Violencia, la ideología (que Bacon llamaba un “fantasma de teatro”). Lo que lo atrajo es menos

el signo que la señal, que el cartel: la ciencia que deseaba no era una semiología, era una

señaléctica.

Al no creer en la separación del afecto y del signo, de la emoción y su teatro, no podía expresar

una admiración, una indignación, un amor, por temor de significarlo mal. Así, mientras más

emocionado estaba, más apagado parecía. Su “serenidad” no era más que la constricción de un

actor que no se atreve a entrar en escena por miedo de actuar demasiado mal.
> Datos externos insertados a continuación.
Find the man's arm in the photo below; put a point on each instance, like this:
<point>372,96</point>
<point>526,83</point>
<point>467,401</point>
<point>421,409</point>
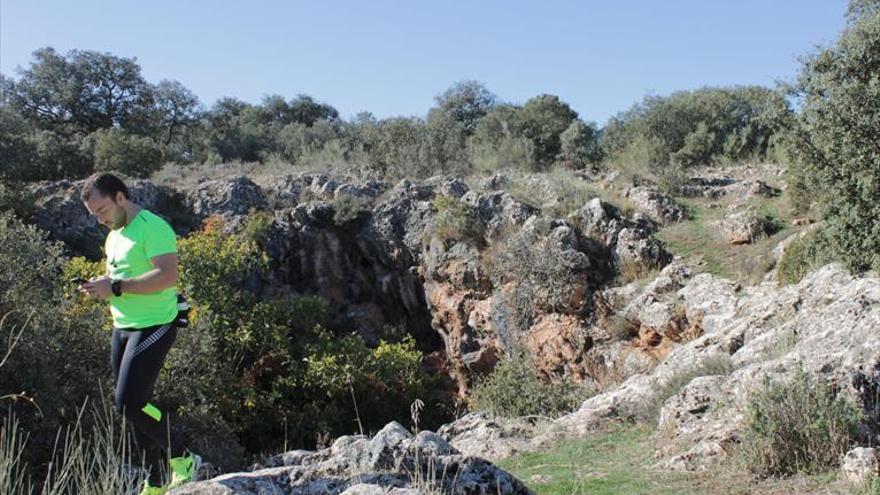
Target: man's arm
<point>161,277</point>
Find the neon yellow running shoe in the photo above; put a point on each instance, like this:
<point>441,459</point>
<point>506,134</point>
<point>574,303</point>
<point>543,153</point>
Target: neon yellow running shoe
<point>184,469</point>
<point>152,490</point>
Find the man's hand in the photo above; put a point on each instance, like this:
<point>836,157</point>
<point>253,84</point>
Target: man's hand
<point>98,288</point>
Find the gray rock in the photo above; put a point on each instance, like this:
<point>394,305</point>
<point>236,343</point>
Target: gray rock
<point>744,227</point>
<point>860,465</point>
<point>390,462</point>
<point>235,196</point>
<point>655,204</point>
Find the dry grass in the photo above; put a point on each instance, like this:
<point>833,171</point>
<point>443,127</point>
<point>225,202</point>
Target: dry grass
<point>700,238</point>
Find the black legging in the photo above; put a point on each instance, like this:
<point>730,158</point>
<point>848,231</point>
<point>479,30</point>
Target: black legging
<point>137,357</point>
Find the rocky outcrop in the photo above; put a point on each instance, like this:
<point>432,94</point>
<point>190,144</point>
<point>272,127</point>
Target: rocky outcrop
<point>660,207</point>
<point>369,251</point>
<point>860,465</point>
<point>828,325</point>
<point>392,461</point>
<point>744,227</point>
<point>59,210</point>
<point>725,186</point>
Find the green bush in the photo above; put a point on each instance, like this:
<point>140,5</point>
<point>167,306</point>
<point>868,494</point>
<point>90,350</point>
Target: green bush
<point>116,150</point>
<point>540,275</point>
<point>798,426</point>
<point>806,253</point>
<point>455,220</point>
<point>580,145</point>
<point>275,375</point>
<point>834,141</point>
<point>17,199</point>
<point>352,387</point>
<point>543,119</point>
<point>690,128</point>
<point>57,348</point>
<point>515,389</point>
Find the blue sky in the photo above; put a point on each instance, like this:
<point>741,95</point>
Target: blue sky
<point>391,58</point>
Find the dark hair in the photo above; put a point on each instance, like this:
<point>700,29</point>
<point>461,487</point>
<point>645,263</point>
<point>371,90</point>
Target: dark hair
<point>105,183</point>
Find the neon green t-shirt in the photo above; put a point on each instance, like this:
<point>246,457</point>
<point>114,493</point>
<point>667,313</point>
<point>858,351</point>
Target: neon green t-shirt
<point>129,251</point>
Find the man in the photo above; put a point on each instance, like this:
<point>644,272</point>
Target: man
<point>140,288</point>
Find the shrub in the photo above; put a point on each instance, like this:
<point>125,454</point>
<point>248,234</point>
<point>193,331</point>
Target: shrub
<point>515,389</point>
<point>580,146</point>
<point>455,220</point>
<point>805,254</point>
<point>115,149</point>
<point>508,153</point>
<point>540,272</point>
<point>354,387</point>
<point>705,126</point>
<point>835,139</point>
<point>60,358</point>
<point>800,425</point>
<point>715,365</point>
<point>277,375</point>
<point>17,199</point>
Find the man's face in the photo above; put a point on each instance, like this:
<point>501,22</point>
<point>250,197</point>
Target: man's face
<point>107,210</point>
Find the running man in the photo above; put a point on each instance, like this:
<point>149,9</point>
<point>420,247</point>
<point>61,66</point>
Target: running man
<point>140,287</point>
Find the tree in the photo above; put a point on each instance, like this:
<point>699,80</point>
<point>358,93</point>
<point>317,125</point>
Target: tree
<point>464,102</point>
<point>176,108</point>
<point>580,145</point>
<point>235,130</point>
<point>835,141</point>
<point>82,92</point>
<point>544,118</point>
<point>305,110</point>
<point>115,149</point>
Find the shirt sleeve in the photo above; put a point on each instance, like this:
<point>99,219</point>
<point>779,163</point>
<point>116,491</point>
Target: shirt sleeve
<point>159,239</point>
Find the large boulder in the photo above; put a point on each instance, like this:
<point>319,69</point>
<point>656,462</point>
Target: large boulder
<point>236,196</point>
<point>744,227</point>
<point>393,461</point>
<point>59,210</point>
<point>660,207</point>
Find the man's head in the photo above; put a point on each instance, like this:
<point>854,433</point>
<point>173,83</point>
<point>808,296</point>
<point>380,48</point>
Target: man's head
<point>105,196</point>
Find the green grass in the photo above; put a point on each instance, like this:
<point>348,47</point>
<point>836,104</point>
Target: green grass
<point>611,462</point>
<point>619,460</point>
<point>701,237</point>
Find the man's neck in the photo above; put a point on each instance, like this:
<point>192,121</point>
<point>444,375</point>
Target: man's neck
<point>131,211</point>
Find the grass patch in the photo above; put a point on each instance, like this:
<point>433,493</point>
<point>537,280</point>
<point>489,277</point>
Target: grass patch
<point>515,389</point>
<point>800,425</point>
<point>716,365</point>
<point>611,462</point>
<point>805,254</point>
<point>700,237</point>
<point>619,461</point>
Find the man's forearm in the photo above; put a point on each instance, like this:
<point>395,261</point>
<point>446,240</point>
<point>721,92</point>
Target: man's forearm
<point>152,281</point>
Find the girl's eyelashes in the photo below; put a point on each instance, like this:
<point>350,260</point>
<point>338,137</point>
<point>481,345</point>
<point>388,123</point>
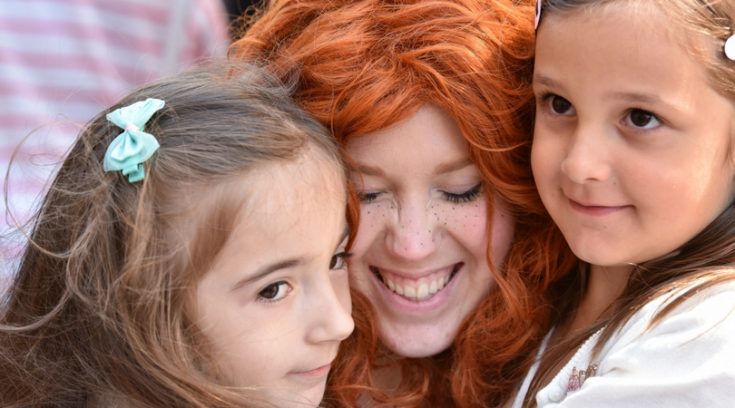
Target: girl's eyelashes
<point>339,260</point>
<point>274,292</point>
<point>464,197</point>
<point>642,119</point>
<point>367,197</point>
<point>556,104</point>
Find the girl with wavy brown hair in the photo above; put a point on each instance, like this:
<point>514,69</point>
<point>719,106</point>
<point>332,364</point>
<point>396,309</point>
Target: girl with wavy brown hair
<point>189,253</point>
<point>454,258</point>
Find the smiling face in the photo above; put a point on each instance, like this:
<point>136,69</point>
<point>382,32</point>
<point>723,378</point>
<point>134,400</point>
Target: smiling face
<point>276,304</point>
<point>632,146</point>
<point>420,253</point>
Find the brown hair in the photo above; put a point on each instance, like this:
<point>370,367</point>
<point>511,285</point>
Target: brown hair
<point>101,302</point>
<point>702,262</point>
<point>366,65</point>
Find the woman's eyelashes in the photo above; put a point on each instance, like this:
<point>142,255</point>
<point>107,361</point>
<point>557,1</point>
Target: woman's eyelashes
<point>368,197</point>
<point>463,197</point>
<point>274,292</point>
<point>339,260</point>
<point>455,198</point>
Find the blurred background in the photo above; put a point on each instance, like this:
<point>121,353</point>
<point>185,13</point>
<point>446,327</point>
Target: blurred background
<point>64,61</point>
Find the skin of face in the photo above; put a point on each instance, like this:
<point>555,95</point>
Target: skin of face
<point>420,254</point>
<point>276,304</point>
<point>632,145</point>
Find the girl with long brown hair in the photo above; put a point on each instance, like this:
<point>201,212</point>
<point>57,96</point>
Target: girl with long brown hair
<point>189,253</point>
<point>633,157</point>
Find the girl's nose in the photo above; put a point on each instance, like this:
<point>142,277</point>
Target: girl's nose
<point>332,312</point>
<point>586,158</point>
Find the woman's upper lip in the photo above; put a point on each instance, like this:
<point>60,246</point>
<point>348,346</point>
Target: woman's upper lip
<point>312,369</point>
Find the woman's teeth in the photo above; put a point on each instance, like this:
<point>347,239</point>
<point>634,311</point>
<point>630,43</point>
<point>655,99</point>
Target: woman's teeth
<point>418,291</point>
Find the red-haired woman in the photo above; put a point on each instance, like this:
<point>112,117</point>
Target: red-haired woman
<point>451,265</point>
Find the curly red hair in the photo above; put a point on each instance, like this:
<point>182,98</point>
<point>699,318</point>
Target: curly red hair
<point>364,65</point>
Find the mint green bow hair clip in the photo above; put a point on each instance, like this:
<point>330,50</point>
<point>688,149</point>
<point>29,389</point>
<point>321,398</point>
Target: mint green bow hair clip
<point>131,148</point>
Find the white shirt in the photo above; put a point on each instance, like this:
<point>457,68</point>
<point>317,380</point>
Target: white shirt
<point>686,360</point>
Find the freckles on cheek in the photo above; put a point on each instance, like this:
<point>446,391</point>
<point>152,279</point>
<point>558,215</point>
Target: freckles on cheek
<point>373,219</point>
<point>470,220</point>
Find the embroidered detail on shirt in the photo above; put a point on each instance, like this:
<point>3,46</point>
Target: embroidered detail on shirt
<point>579,376</point>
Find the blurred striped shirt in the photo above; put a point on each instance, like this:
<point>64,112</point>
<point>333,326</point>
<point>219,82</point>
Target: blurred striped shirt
<point>64,61</point>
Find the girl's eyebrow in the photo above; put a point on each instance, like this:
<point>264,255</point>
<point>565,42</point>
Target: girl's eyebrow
<point>284,264</point>
<point>546,81</point>
<point>442,168</point>
<point>267,270</point>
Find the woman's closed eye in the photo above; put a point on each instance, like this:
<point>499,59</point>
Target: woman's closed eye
<point>368,196</point>
<point>275,291</point>
<point>465,196</point>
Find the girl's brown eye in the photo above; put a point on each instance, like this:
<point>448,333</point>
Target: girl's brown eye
<point>274,291</point>
<point>560,105</point>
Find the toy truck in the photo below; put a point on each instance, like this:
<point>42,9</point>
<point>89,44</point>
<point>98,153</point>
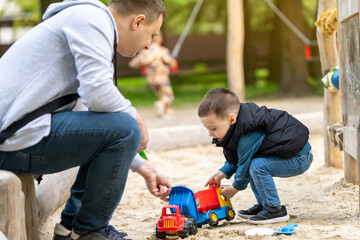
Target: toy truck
<point>188,211</point>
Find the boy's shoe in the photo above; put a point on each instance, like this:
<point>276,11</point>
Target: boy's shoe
<point>251,212</point>
<point>105,233</point>
<point>270,215</point>
<point>61,233</point>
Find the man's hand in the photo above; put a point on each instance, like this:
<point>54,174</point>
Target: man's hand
<point>228,191</point>
<point>144,132</point>
<point>156,182</point>
<point>215,179</point>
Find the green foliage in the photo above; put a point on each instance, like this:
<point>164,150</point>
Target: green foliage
<point>189,89</point>
<point>210,19</point>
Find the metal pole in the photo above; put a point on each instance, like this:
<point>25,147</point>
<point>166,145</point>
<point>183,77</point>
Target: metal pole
<point>184,33</point>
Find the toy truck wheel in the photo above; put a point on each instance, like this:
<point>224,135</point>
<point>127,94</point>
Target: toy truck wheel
<point>213,219</point>
<point>184,233</point>
<point>192,226</point>
<point>230,214</point>
<point>161,235</point>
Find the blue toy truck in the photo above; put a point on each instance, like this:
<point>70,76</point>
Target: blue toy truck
<point>204,207</point>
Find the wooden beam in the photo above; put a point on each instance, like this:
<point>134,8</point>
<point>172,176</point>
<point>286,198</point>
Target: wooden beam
<point>235,48</point>
<point>332,111</point>
<point>12,212</point>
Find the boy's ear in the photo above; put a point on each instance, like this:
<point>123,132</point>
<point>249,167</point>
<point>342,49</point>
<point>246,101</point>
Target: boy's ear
<point>232,118</point>
<point>137,21</point>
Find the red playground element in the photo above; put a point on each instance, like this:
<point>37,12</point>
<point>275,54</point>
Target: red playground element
<point>143,70</point>
<point>175,69</point>
<point>207,199</point>
<point>308,54</point>
<point>171,219</point>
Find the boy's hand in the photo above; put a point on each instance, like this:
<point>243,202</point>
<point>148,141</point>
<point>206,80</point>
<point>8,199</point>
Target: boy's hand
<point>215,179</point>
<point>228,191</point>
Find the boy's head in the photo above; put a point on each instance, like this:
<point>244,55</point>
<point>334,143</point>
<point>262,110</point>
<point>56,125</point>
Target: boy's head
<point>218,111</point>
<point>138,22</point>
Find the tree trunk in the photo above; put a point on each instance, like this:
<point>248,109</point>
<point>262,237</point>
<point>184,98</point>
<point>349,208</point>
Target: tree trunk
<point>249,56</point>
<point>275,60</point>
<point>235,48</point>
<point>46,3</point>
<point>294,72</point>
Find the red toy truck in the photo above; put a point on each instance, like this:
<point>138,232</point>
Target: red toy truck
<point>188,211</point>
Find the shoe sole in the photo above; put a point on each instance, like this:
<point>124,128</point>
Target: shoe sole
<point>245,216</point>
<point>272,220</point>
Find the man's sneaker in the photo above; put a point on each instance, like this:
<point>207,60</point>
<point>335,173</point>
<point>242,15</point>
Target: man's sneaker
<point>105,233</point>
<point>61,233</point>
<point>270,215</point>
<point>251,211</point>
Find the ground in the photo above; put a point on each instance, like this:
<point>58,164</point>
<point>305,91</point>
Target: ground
<point>320,202</point>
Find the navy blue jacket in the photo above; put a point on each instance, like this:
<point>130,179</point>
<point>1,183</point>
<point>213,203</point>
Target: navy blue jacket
<point>285,136</point>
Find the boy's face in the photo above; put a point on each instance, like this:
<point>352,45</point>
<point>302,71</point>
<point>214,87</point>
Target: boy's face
<point>139,36</point>
<point>217,126</point>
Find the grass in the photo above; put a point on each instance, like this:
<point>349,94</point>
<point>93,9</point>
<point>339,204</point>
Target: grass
<point>189,89</point>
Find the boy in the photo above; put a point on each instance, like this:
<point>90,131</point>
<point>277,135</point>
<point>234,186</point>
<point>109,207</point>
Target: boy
<point>259,144</point>
<point>71,51</point>
<point>158,62</point>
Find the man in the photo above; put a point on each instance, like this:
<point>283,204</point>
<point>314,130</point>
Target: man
<point>71,51</point>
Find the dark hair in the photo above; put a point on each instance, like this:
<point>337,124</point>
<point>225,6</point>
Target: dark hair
<point>220,101</point>
<point>152,9</point>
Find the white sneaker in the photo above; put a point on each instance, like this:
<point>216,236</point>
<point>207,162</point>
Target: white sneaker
<point>61,233</point>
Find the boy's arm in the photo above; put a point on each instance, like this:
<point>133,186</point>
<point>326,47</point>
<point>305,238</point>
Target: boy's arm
<point>248,145</point>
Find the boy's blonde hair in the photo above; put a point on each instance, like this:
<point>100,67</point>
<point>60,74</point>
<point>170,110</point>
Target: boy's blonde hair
<point>219,101</point>
<point>151,8</point>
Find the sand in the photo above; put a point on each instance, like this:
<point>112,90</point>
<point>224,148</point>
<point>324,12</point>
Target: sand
<point>320,202</point>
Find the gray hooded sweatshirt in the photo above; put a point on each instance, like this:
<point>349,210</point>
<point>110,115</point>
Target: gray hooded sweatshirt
<point>70,51</point>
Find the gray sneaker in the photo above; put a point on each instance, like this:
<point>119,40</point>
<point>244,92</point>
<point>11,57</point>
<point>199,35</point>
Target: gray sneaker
<point>105,233</point>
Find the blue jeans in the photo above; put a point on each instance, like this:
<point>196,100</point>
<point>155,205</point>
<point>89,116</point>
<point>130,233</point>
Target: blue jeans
<point>102,144</point>
<point>262,171</point>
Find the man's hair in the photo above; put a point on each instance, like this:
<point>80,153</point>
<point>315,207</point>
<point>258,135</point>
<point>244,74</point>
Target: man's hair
<point>219,101</point>
<point>152,9</point>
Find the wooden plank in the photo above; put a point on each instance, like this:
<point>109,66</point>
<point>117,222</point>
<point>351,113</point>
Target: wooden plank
<point>235,48</point>
<point>332,112</point>
<point>350,85</point>
<point>12,212</point>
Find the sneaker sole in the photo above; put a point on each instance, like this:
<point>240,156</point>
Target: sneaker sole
<point>273,220</point>
<point>245,216</point>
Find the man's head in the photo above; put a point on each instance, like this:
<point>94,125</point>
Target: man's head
<point>138,21</point>
<point>218,111</point>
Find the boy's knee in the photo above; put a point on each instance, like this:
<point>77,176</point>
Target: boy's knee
<point>256,167</point>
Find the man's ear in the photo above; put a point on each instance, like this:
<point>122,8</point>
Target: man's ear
<point>232,118</point>
<point>137,21</point>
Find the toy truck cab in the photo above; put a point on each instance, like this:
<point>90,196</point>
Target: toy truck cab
<point>172,222</point>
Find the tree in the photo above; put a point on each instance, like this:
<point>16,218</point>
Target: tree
<point>235,48</point>
<point>294,67</point>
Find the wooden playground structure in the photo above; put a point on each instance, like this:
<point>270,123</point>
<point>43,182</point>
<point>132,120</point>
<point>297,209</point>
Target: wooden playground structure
<point>24,205</point>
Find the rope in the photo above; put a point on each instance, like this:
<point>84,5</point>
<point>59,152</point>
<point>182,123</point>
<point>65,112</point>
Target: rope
<point>290,24</point>
<point>184,33</point>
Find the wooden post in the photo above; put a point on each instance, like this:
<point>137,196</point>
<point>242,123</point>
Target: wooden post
<point>332,112</point>
<point>348,38</point>
<point>235,48</point>
<point>12,216</point>
<point>31,212</point>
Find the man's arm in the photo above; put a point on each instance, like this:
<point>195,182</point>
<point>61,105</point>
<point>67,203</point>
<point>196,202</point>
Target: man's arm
<point>155,181</point>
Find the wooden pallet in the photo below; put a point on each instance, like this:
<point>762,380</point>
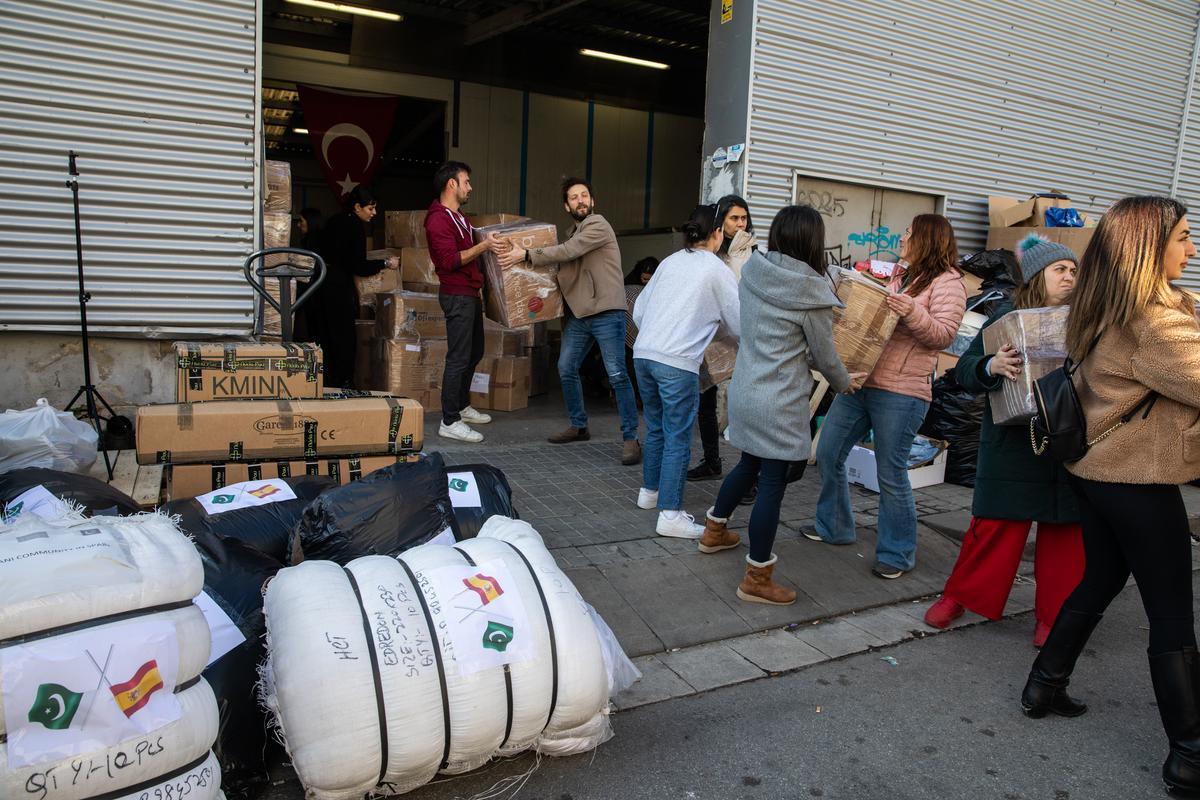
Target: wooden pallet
<point>143,483</point>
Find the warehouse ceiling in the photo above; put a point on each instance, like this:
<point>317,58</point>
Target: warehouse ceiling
<point>532,46</point>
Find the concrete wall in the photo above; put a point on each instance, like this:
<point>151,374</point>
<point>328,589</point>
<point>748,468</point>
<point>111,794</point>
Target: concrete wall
<point>127,372</point>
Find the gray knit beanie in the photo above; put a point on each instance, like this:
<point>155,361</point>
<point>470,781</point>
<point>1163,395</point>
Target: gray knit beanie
<point>1036,253</point>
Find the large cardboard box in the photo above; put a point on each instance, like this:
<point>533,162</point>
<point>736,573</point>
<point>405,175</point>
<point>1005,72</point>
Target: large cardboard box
<point>863,328</point>
<point>191,480</point>
<point>401,314</point>
<point>246,370</point>
<point>405,229</point>
<point>1039,335</point>
<point>409,367</point>
<point>521,294</point>
<point>199,433</point>
<point>501,384</point>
Incapaz de volverse convincente, es sin embargo la convicción misma del otro la que lo

convierte en un ser de teatro y lo fascina. Exige al actor que le muestre un cuerpo convencido,

antes que una pasión verdadera. He aquí, quizás, la mejor escena de teatro que haya visto: en el

coche-comedor belga, unos empleados (de aduana, de policía) se han puesto a la mesa en un

rincón; comen con tanto apetito, comodidad y cuidado (escogiendo las especias, los retazos, los

cubiertos apropiados, prefiriendo de un vistazo certero el asado al viejo pollo rancio), con

modales tan bien aplicados a la comida (limpiando cuidadosamente su pescado de la dudosa

salsa, toqueteando su yogurt para quitarle la tapa, raspando su queso en lugar de pelarlo,

sirviéndose de su cuchillo de pelar manzanas como de un escalpelo), que todo el servicio Cook

se ha visto subvertido: han comido lo mismo que nosotros, pero no era el mismo menú. Todo

había cambiado entonces, de punta a cabo en el vagón, gracias al mero efecto de una convicción

(relación del cuerpo no con la pasión ni con el alma, sino con el goce). [187-188]

[…]

El monstruo de la totalidad

“Que se imagine (si es posible) a una mujer cubierta con un vestido sin fin, urdido con todo lo

que dice la revista de Moda…” (SM, 943, II). Esta imaginación, aparentemente metódica, pues

no hace sino poner en obra una noción operatoria del análisis semántico (el “texto sin fin”),

busca discretamente denunciar el monstruo de la Totalidad (la Totalidad como monstruo). La

Totalidad, a la vez hace reír y da miedo: como la violencia, ¿no sería siempre grotesca (y por lo

tanto sólo recuperable en una estética del Carnaval)?

Otro discurso: este 6 de agosto, en el campo, es la mañana de un día espléndido: sol, calor,

flores, silencio, calma, resplandor. Nada merodea, ni el deseo, ni la agresión; sólo está ahí el

trabajo, delante de mí, como una especie de ser universal: todo está pleno. ¿Sería entonces eso,

la Naturaleza? ¿Una ausencia… de lo demás? ¿La Totalidad?